- Allah İçin İtaat

Adsense kodları


Allah İçin İtaat

Smf Seo Versiyon , -- Seo entegre sistem.

rray
Rüveyha
Thu 9 October 2014, 03:58 pm GMT +0200
Allah İçin İtaat

Mübarek Erol | Şubat 2013 | BAŞYAZI   


Mücellâ dinimiz İslâm teslimiyet ve emniyet dinidir. Din dairesi içinde olan emniyettedir. Bu daireyi emniyetli kılan da “hukukullah ve hukuk-u ibâdullah” denilen haklara, yani “Allah’ın hakları ve Allah’ın kullarının hakları”na riayet edilmesidir.

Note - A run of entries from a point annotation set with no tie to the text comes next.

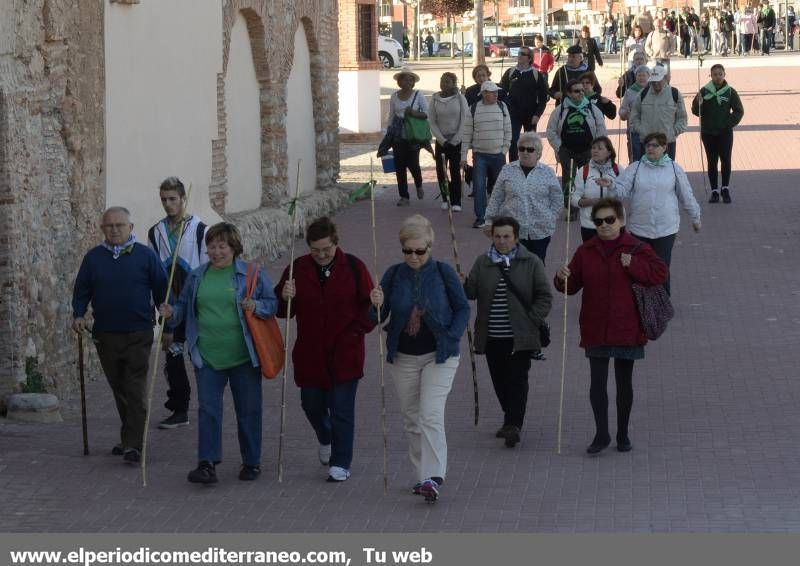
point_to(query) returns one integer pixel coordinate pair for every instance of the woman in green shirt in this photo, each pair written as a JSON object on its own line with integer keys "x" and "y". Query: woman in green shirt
{"x": 213, "y": 303}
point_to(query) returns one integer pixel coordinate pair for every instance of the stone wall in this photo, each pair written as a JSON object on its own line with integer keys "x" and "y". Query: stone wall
{"x": 52, "y": 151}
{"x": 51, "y": 177}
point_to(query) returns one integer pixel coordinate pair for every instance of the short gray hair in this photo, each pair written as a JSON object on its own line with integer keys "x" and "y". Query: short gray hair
{"x": 416, "y": 227}
{"x": 530, "y": 138}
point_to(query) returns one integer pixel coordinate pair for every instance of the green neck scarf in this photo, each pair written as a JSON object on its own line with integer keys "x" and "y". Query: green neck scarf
{"x": 713, "y": 92}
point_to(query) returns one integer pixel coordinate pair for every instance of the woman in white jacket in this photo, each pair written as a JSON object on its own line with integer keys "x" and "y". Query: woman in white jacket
{"x": 587, "y": 191}
{"x": 447, "y": 115}
{"x": 655, "y": 188}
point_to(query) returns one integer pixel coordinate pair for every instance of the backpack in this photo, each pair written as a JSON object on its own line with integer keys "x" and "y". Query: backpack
{"x": 500, "y": 104}
{"x": 675, "y": 93}
{"x": 201, "y": 232}
{"x": 586, "y": 171}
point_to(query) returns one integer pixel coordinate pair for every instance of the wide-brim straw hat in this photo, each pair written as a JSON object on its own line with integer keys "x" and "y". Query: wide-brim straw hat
{"x": 406, "y": 71}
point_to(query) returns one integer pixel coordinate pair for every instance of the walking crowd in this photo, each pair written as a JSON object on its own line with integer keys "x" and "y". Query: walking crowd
{"x": 629, "y": 218}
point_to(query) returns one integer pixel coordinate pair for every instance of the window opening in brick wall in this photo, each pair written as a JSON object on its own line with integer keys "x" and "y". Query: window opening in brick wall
{"x": 367, "y": 50}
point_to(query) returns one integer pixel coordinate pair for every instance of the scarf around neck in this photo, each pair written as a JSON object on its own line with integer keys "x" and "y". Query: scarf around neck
{"x": 713, "y": 92}
{"x": 125, "y": 248}
{"x": 660, "y": 162}
{"x": 505, "y": 259}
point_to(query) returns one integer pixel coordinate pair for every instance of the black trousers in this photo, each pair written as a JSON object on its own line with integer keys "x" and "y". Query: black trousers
{"x": 718, "y": 149}
{"x": 598, "y": 396}
{"x": 509, "y": 371}
{"x": 178, "y": 380}
{"x": 452, "y": 155}
{"x": 570, "y": 160}
{"x": 663, "y": 248}
{"x": 406, "y": 156}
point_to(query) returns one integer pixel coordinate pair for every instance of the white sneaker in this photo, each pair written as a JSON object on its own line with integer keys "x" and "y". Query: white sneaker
{"x": 324, "y": 454}
{"x": 338, "y": 474}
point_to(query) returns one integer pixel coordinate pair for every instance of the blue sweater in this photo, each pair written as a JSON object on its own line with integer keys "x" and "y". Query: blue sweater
{"x": 122, "y": 290}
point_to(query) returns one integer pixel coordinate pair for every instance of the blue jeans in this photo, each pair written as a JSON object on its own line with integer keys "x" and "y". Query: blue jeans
{"x": 245, "y": 381}
{"x": 331, "y": 413}
{"x": 487, "y": 167}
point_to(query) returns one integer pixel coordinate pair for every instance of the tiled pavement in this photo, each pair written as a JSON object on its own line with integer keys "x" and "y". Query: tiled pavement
{"x": 713, "y": 426}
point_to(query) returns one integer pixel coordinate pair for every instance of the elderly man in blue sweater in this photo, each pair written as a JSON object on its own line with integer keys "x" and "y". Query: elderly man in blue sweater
{"x": 123, "y": 280}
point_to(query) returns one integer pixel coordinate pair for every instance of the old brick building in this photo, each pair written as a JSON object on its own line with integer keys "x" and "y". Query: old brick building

Bu haklar öncelikle kulu yani ferdi ilgilendirir. Ancak dünyevî-uhrevî bütün işlerimiz bir rehber/lider/amir tarafından idare edildiği için hiç kimse kendi canının istediği tarzda hareket edemez. Bu açıdan mümin kimse Allah rızası için tabi ve teslim olan kişidir. Cenab-ı Mevlâ müberrâ kitabımız Kur’an-ı Kerim’de şöyle buyuruyor:

“Ey iman edenler! Allah’a itaat edin, Peygamber’e ve sizden emir sahiplerine de itaat edin.” (Nisâ, 59)

Fahr-i Kâinat Efendimiz s.a.v. de şöyle buyurmuştur:

“Müslümanın sevdiği ve sevmediği konularda -Allah’a isyanla emrolunmadığı sürece- idarecisini dinleyip itaat etmesi gerekir. Masiyetle (günahla, haram işle) emrolunduğu zaman dinlemesi ve itaat etmesi gerekmez.” (Buharî; Müslim)

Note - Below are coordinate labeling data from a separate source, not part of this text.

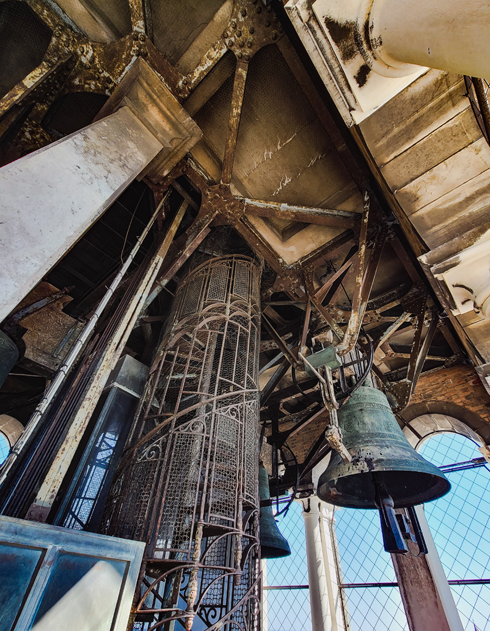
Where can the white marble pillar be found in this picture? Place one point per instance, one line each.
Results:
(264, 621)
(49, 198)
(325, 597)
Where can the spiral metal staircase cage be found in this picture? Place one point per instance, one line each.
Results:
(188, 484)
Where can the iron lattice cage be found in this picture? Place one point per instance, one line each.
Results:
(188, 486)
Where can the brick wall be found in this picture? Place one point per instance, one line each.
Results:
(459, 385)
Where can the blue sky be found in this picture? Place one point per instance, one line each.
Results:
(460, 525)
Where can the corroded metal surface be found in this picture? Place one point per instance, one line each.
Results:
(188, 486)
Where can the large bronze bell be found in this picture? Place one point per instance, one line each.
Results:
(272, 544)
(382, 458)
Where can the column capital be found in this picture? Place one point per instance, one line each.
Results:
(148, 98)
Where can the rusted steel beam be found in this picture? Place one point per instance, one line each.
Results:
(306, 325)
(355, 319)
(306, 214)
(234, 120)
(136, 9)
(436, 358)
(402, 390)
(449, 337)
(204, 67)
(308, 276)
(270, 386)
(402, 254)
(424, 350)
(392, 328)
(196, 237)
(253, 237)
(322, 412)
(321, 293)
(324, 252)
(280, 343)
(185, 195)
(169, 237)
(31, 83)
(371, 270)
(481, 90)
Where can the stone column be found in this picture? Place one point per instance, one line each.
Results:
(325, 597)
(424, 589)
(49, 198)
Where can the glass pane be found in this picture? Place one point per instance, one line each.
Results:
(4, 447)
(17, 567)
(289, 609)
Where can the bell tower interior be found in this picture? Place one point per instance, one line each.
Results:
(245, 300)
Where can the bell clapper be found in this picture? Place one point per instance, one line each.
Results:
(393, 539)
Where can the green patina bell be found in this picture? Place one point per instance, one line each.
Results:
(378, 446)
(272, 543)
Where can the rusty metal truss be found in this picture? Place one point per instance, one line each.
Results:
(188, 486)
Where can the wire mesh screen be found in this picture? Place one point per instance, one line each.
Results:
(365, 562)
(286, 602)
(460, 526)
(189, 484)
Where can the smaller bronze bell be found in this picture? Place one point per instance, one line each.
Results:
(272, 544)
(381, 455)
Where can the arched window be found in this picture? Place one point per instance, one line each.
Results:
(460, 524)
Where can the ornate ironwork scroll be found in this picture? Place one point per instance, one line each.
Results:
(189, 484)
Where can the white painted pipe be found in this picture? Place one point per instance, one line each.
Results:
(451, 35)
(317, 577)
(73, 354)
(438, 575)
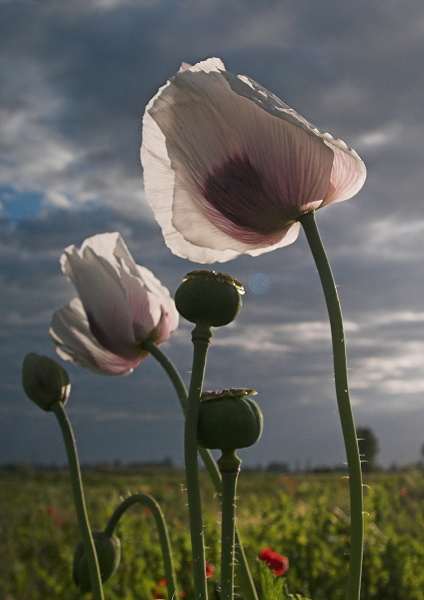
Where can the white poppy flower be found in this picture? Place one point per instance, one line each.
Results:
(120, 306)
(229, 168)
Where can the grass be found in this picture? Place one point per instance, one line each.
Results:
(305, 517)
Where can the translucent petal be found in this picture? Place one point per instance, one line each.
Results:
(71, 333)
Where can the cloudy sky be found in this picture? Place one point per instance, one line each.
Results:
(75, 78)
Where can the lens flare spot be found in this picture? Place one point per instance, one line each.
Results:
(259, 283)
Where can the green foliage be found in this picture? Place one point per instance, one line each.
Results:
(304, 517)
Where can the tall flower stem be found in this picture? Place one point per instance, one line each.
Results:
(201, 337)
(150, 502)
(209, 462)
(345, 411)
(79, 500)
(229, 465)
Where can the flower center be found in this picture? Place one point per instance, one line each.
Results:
(244, 196)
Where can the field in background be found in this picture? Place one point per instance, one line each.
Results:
(304, 517)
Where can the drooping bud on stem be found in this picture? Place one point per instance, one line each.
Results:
(44, 381)
(108, 549)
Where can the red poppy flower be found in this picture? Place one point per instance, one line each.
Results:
(276, 562)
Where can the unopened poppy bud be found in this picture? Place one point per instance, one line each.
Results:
(44, 381)
(209, 298)
(229, 420)
(108, 554)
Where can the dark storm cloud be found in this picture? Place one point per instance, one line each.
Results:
(75, 80)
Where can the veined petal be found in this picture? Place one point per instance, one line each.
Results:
(229, 168)
(105, 303)
(71, 333)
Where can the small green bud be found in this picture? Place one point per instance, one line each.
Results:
(108, 554)
(209, 298)
(44, 380)
(229, 420)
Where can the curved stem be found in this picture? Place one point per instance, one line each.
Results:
(79, 500)
(229, 465)
(343, 401)
(150, 502)
(208, 461)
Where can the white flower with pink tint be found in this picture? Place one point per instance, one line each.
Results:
(229, 168)
(120, 306)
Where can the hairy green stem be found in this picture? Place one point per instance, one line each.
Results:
(229, 465)
(153, 505)
(210, 464)
(345, 411)
(201, 336)
(79, 500)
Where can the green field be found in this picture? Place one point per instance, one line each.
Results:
(304, 517)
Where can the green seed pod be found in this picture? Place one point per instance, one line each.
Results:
(44, 381)
(229, 420)
(209, 298)
(108, 554)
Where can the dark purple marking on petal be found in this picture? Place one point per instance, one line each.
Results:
(244, 196)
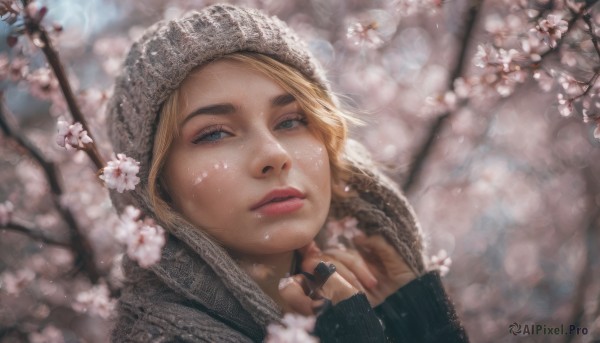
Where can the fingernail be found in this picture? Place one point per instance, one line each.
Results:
(284, 282)
(373, 282)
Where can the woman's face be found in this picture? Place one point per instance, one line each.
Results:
(245, 166)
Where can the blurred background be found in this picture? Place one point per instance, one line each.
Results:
(483, 111)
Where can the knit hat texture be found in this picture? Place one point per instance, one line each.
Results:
(195, 272)
(164, 56)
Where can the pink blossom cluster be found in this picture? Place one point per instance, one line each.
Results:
(121, 173)
(44, 85)
(411, 7)
(9, 11)
(13, 70)
(71, 136)
(551, 29)
(50, 334)
(294, 328)
(339, 233)
(6, 211)
(441, 261)
(366, 35)
(143, 238)
(14, 283)
(95, 300)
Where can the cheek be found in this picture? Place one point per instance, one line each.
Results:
(314, 161)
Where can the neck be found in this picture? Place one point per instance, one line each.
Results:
(267, 270)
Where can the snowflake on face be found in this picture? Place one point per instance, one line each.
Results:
(339, 230)
(71, 135)
(143, 238)
(6, 211)
(442, 262)
(121, 173)
(96, 301)
(295, 329)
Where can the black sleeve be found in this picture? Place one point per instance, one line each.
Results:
(421, 311)
(350, 320)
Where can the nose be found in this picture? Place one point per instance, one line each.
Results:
(270, 158)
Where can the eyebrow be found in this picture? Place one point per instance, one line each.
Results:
(228, 108)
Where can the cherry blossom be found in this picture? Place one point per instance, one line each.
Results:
(71, 136)
(294, 328)
(145, 246)
(565, 106)
(364, 35)
(50, 334)
(18, 69)
(6, 211)
(9, 11)
(442, 262)
(43, 84)
(121, 173)
(143, 238)
(552, 28)
(14, 283)
(95, 300)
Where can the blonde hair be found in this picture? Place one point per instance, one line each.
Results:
(325, 120)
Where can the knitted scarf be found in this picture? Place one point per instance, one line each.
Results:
(197, 292)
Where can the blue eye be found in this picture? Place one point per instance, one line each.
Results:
(292, 123)
(211, 135)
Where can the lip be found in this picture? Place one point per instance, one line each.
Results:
(294, 201)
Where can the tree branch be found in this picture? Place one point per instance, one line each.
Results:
(34, 233)
(78, 242)
(34, 29)
(590, 238)
(440, 122)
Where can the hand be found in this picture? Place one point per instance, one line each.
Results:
(294, 290)
(381, 260)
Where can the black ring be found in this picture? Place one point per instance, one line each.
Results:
(322, 272)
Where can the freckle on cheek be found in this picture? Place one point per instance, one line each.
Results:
(200, 178)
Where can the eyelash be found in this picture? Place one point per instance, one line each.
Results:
(200, 139)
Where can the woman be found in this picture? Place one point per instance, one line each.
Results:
(244, 157)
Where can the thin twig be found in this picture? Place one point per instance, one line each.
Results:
(37, 31)
(588, 20)
(34, 233)
(440, 122)
(584, 280)
(78, 242)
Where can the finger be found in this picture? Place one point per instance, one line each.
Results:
(293, 296)
(378, 246)
(336, 289)
(345, 272)
(356, 264)
(311, 249)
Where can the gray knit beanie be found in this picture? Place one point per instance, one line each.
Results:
(164, 56)
(156, 65)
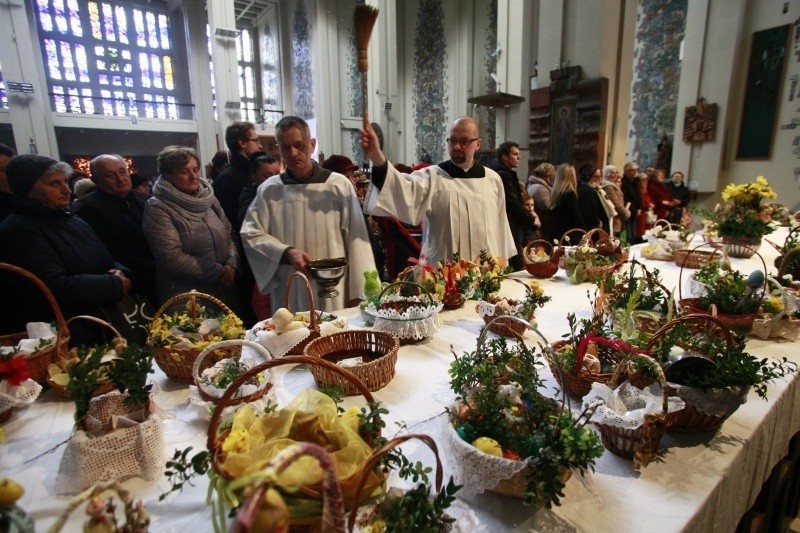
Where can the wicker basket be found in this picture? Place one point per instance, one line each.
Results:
(741, 324)
(217, 437)
(694, 258)
(562, 251)
(640, 444)
(177, 363)
(579, 383)
(105, 385)
(605, 246)
(376, 373)
(207, 393)
(545, 269)
(691, 419)
(379, 454)
(40, 360)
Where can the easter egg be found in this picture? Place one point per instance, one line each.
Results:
(487, 445)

Yöneticiye itaat de Allah rızası için olmalıdır. Böyle bir itaat sayesinde müslümanlar birlik olur, dirlik ve düzen içinde yaşarlar, bir kişinin ya da küçük bir grubun üstesinden gelemeyeceği işleri halletme imkan ve zeminine kavuşurlar.

Biz itaatin de sevk idarenin de en güzelini Fahr-i Kâinat Efendimiz s.a.v. devr-i saadetinde görürüz. Baş idareci olarak Allah Rasulü s.a.v.’in yanı sıra, O’nun görevlendirdiği amirlere, komutanlara herkes itaat etmiştir. Efendimiz s.a.v. buyuruyor:

“Başınıza üzüm (gibi simsiyah) kafalı Habeşli bir köle dahi geçirilse dinleyiniz ve itaat ediniz.” (Buharî)

Mücellâ dinimizde itaat, asla bireysel akıl ve iradenin iptal ve ihmali manasına gelmez. İtaat, başta Allah öyle emrettiği için, sonra da dünya ve ahiret işlerini nizam ve intizama koymak, kişiselliğin dünyasından geniş ufuklara yelken açabilmek içindir. Cenab-ı Mevlâ buyuruyor:

“Siz Allah’a yardım ederseniz, o da (düşmanınıza) karşı size yardım eder ve ayaklarınızı sabit kılar.” (Hacc, 30)

Müfessirlerimiz ayet-i kerimedeki “Allah’a yardım” ifadesini “Allah’ın dinine ve Peygamberi’ne yardım” olarak tefsir etmişlerdir. Bu yardım da Allah için gayret etmekle, işleri idare edenlere itaat ederek yardımcı olmakla gerçekleşir.

Fahr-i Kâinat Efendimiz s.a.v. vefat ettiği zaman istişareler neticesinde halife seçilen Hz. Ebu Bekir r.a. minbere çıkıp Allah Tealâ’ya hamd ü sena ve Efendimiz s.a.v.’e salât u selamdan sonra şu hutbeyi irad etmiştir:

“Ey insanlar! Sizin en hayırlınız olmadığım halde üzerinize idareci kılındım. (Bu görevi yerine getirirken) iyi hareket edersem bana yardım edin. Kötü işler yaparsam beni doğrultun.

Bir millet Allah yolunda cihadı terk ettiği zaman Allah onları zillete sevk eder. Bir toplulukta aşırı kavmiyetçilik hissi bulunursa, Allah onlara umumi bir bela verir.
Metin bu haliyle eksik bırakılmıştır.